Just Five Republican States Left!
Taegan Goddard passes on a Gallup poll that he aptly summarizes thusly: ” there are only five states that now have a statistically significant majorities of Republicans. They are Utah, Idaho, Wyoming, Alaska and Nebraska.
In contrast, there are now 35 states that are majority Democratic with 10 states up for grabs.”
Shocking? Wildly implausible?
Take a look at the top-line graphic:
Having both spent a lot of time living in Alabama and having watched recent election returns, the idea that Alabama is a tossup state is laughable. It gets better:
Does it strike you as even remotely plausible that Texas, Mississippi, Alabama, Georgia, and South Carolina are “competitive,” in the sense of having no significant party lean? Me neither.
What’s going on here?
There are several reasons for possible disparities between the party affiliation data and the voting outcomes in a given state. First, turnout has typically been an equalizer in U.S. electoral politics because Democrats almost always have an advantage in identification, but Republicans have been competitive in national and state elections over the last three decades because Republicans are usually more likely than Democrats to vote. Second, one’s partisan leaning is not a perfect predictor of voting in a presidential election, in which candidate-specific characteristics can influence a voter’s choice. Third, the party affiliation data reported here cover all of 2008, while presidential election voting was limited to Nov. 4 or the weeks leading up to it.

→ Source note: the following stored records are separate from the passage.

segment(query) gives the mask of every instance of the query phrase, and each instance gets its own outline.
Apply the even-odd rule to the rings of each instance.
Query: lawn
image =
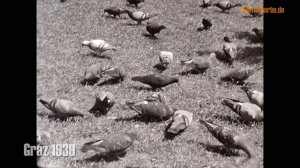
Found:
[[[145,1],[139,10],[157,13],[150,20],[167,27],[157,35],[158,39],[143,35],[147,33],[146,22],[133,26],[134,21],[127,14],[122,14],[121,19],[103,15],[104,8],[111,6],[133,9],[125,6],[125,0],[37,1],[37,127],[49,130],[52,143],[74,143],[77,150],[74,157],[42,157],[40,164],[46,167],[201,167],[246,157],[242,151],[224,152],[221,143],[198,122],[199,118],[209,118],[216,124],[239,130],[254,144],[257,158],[244,167],[263,167],[263,123],[244,123],[221,105],[227,97],[242,101],[248,98],[239,86],[218,83],[219,76],[230,69],[263,65],[263,45],[253,40],[255,34],[251,32],[254,27],[263,28],[263,17],[243,14],[239,7],[233,8],[230,14],[220,13],[216,7],[201,9],[200,0]],[[234,2],[250,6],[242,0]],[[251,5],[262,3],[254,0]],[[210,30],[197,31],[202,18],[212,20]],[[241,48],[232,66],[216,61],[204,74],[179,75],[184,67],[176,64],[177,61],[221,51],[224,36],[233,38]],[[97,38],[119,49],[103,53],[105,57],[95,57],[81,43]],[[154,92],[141,89],[148,86],[131,81],[130,77],[158,73],[153,66],[159,61],[160,51],[174,54],[173,64],[163,74],[178,76],[180,80],[179,85],[171,84],[162,92],[170,104],[194,114],[194,122],[173,140],[164,138],[164,122],[130,120],[136,113],[124,105],[126,100],[145,98]],[[119,66],[128,76],[118,84],[82,85],[85,69],[94,63]],[[247,82],[263,91],[263,70]],[[116,97],[116,104],[106,116],[53,120],[47,116],[51,112],[38,102],[39,97],[61,98],[88,110],[98,91],[109,91]],[[122,159],[97,160],[93,152],[80,152],[83,143],[118,131],[134,131],[139,136]]]

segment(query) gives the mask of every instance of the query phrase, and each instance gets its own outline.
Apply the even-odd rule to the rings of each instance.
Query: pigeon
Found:
[[[40,99],[40,103],[42,103],[47,109],[51,110],[58,117],[75,117],[75,116],[84,116],[84,112],[68,100],[64,99],[53,99],[51,101]]]
[[[100,92],[95,95],[96,101],[89,112],[96,116],[106,115],[115,104],[115,97],[110,92]]]
[[[222,104],[229,107],[245,121],[259,122],[264,120],[264,114],[256,104],[229,98],[222,100]]]
[[[160,120],[168,120],[177,110],[173,106],[153,100],[126,101],[125,104],[144,117]]]
[[[207,8],[211,5],[212,5],[211,0],[202,0],[202,4],[200,5],[200,7]]]
[[[159,53],[159,64],[167,68],[173,62],[173,53],[170,51],[161,51]]]
[[[245,6],[243,11],[248,12],[253,17],[261,17],[262,16],[261,12],[257,12],[257,11],[254,10],[254,8],[251,8],[251,7]]]
[[[184,110],[175,111],[172,117],[171,126],[168,128],[167,132],[178,134],[184,131],[191,124],[192,120],[193,113]]]
[[[203,18],[202,19],[202,25],[203,25],[203,29],[204,30],[208,30],[211,28],[211,26],[213,25],[212,22],[211,22],[211,19],[206,19],[206,18]]]
[[[251,90],[247,86],[242,86],[241,89],[246,92],[249,101],[258,105],[261,109],[264,109],[264,94],[257,90]]]
[[[224,37],[224,41],[225,41],[225,43],[223,44],[224,55],[226,56],[226,59],[232,63],[237,56],[238,46],[235,43],[233,43],[227,36]]]
[[[50,132],[46,130],[37,130],[36,144],[40,146],[48,146],[51,144]]]
[[[161,74],[150,74],[145,76],[135,76],[131,78],[132,81],[138,81],[150,85],[154,90],[165,87],[172,83],[178,83],[179,79],[176,77],[169,77]]]
[[[104,13],[105,12],[108,13],[109,15],[113,15],[114,18],[116,18],[116,16],[119,16],[120,18],[120,14],[125,13],[125,9],[114,6],[114,7],[104,9]]]
[[[116,51],[117,47],[114,47],[102,39],[97,40],[85,40],[82,42],[82,46],[88,46],[91,50],[97,52],[98,54],[102,54],[105,51],[113,50]]]
[[[246,79],[248,79],[256,71],[262,68],[263,67],[257,69],[253,69],[253,68],[234,69],[222,75],[220,79],[221,81],[230,81],[236,84],[244,84]]]
[[[138,7],[139,3],[145,2],[145,0],[126,0],[130,5],[135,5]]]
[[[212,60],[214,58],[216,58],[216,54],[211,53],[208,58],[198,57],[195,59],[182,60],[180,61],[180,63],[182,66],[185,65],[191,67],[190,71],[195,71],[196,73],[204,73],[212,65]]]
[[[117,66],[103,70],[103,74],[108,74],[113,79],[117,79],[120,82],[122,82],[127,76],[125,71]]]
[[[258,37],[258,39],[263,42],[264,41],[264,32],[261,29],[258,28],[254,28],[252,29],[252,31],[254,31],[254,33],[256,34],[256,36]]]
[[[149,13],[144,13],[142,11],[130,11],[130,10],[125,10],[125,13],[128,14],[128,16],[134,20],[137,21],[137,24],[141,24],[142,21],[148,20],[154,16],[158,16],[158,14],[149,14]]]
[[[231,8],[234,8],[234,7],[237,7],[237,6],[242,6],[242,4],[233,3],[233,2],[230,2],[228,0],[223,0],[223,1],[220,1],[218,3],[215,3],[214,6],[220,8],[222,10],[222,12],[227,11],[227,13],[229,13],[229,10]]]
[[[133,145],[137,139],[136,133],[117,132],[102,139],[84,143],[81,152],[93,150],[97,154],[118,156]]]
[[[84,82],[96,83],[100,78],[104,68],[99,64],[92,64],[84,72]]]
[[[204,124],[208,131],[226,148],[241,149],[246,152],[248,158],[255,158],[254,151],[244,134],[202,119],[200,119],[200,122]]]
[[[159,25],[156,22],[147,22],[146,30],[154,37],[156,33],[159,33],[161,30],[166,29],[166,26]]]

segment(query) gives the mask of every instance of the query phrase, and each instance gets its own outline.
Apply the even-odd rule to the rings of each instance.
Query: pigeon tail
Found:
[[[51,110],[50,101],[49,100],[40,99],[39,102],[42,103],[47,109]]]
[[[87,151],[89,150],[96,150],[95,149],[95,143],[99,144],[102,142],[102,139],[101,140],[95,140],[95,141],[91,141],[91,142],[87,142],[87,143],[84,143],[81,147],[81,152],[83,153],[86,153]]]
[[[150,19],[150,18],[155,17],[155,16],[158,16],[158,14],[156,14],[156,13],[155,14],[149,14],[147,18]]]
[[[135,76],[133,78],[131,78],[132,81],[140,81],[141,80],[141,76]]]
[[[226,106],[230,107],[230,108],[234,108],[236,102],[227,98],[227,99],[224,99],[221,103],[223,105],[226,105]]]
[[[179,133],[179,129],[177,128],[169,128],[167,130],[168,133],[172,133],[172,134],[178,134]]]

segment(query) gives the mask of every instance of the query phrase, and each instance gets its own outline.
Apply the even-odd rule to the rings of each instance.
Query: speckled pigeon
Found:
[[[90,65],[84,72],[84,82],[96,83],[101,78],[103,69],[100,64]]]
[[[216,54],[211,53],[208,57],[197,57],[194,59],[182,60],[180,61],[180,64],[188,66],[191,68],[191,71],[204,73],[212,65],[215,58]]]
[[[153,100],[127,101],[126,105],[144,117],[167,120],[173,116],[176,108]]]
[[[136,133],[118,132],[110,134],[102,139],[83,144],[81,151],[85,153],[92,150],[98,154],[118,156],[120,153],[132,146],[136,139]]]
[[[40,103],[42,103],[47,109],[51,110],[56,116],[58,117],[74,117],[74,116],[81,116],[83,117],[85,113],[75,107],[75,105],[68,100],[64,99],[53,99],[53,100],[46,100],[40,99]]]
[[[236,84],[244,84],[245,80],[253,75],[256,71],[262,69],[263,67],[254,69],[254,68],[242,68],[234,69],[225,74],[223,74],[220,79],[221,81],[230,81]]]
[[[99,92],[95,94],[96,101],[89,112],[99,115],[106,115],[115,104],[115,97],[110,92]]]
[[[118,66],[103,70],[103,74],[108,74],[113,79],[117,79],[120,82],[127,76],[126,72]]]
[[[175,111],[171,126],[168,128],[167,132],[172,134],[178,134],[184,131],[193,120],[193,113],[184,110]]]
[[[169,77],[161,74],[150,74],[145,76],[135,76],[131,78],[132,81],[138,81],[150,85],[153,89],[165,87],[172,83],[178,83],[177,77]]]
[[[105,12],[108,13],[109,15],[113,15],[114,18],[116,18],[116,16],[119,16],[120,18],[120,14],[125,13],[125,9],[121,7],[113,6],[104,9],[104,13]]]
[[[241,89],[246,92],[249,101],[264,109],[264,94],[257,90],[252,90],[248,86],[242,86]]]
[[[223,44],[223,52],[226,56],[226,59],[230,62],[233,62],[238,54],[238,46],[234,42],[232,42],[229,37],[224,37],[225,43]]]
[[[154,16],[158,16],[158,14],[149,14],[142,11],[125,10],[125,13],[127,13],[132,20],[137,21],[137,24],[141,24],[142,21],[148,20]]]
[[[245,121],[263,121],[264,119],[261,108],[256,104],[229,98],[224,99],[222,104],[229,107]]]
[[[230,2],[228,0],[222,0],[218,3],[215,3],[214,6],[220,8],[222,10],[222,12],[225,12],[227,11],[227,13],[229,13],[229,10],[231,8],[234,8],[234,7],[237,7],[237,6],[242,6],[242,4],[240,3],[233,3],[233,2]]]
[[[249,158],[255,158],[254,151],[244,134],[228,127],[219,126],[202,119],[200,119],[200,122],[204,124],[208,131],[225,147],[231,149],[241,149],[246,152]]]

It’s true that voting behavior and party preference are not perfect overlaps and that, as a rule, Republicans have tended to benefit from higher turnout than their Democratic counterparts. But de-coupling party ID from presidential preference is another matter altogether. The states in the Deep South are perfectly hospitable to Democrats in state and local elections; it’s just that Democrats in those starts are, well, Republicans. That’s much less interesting for national-level discussion, though, than presidential preference.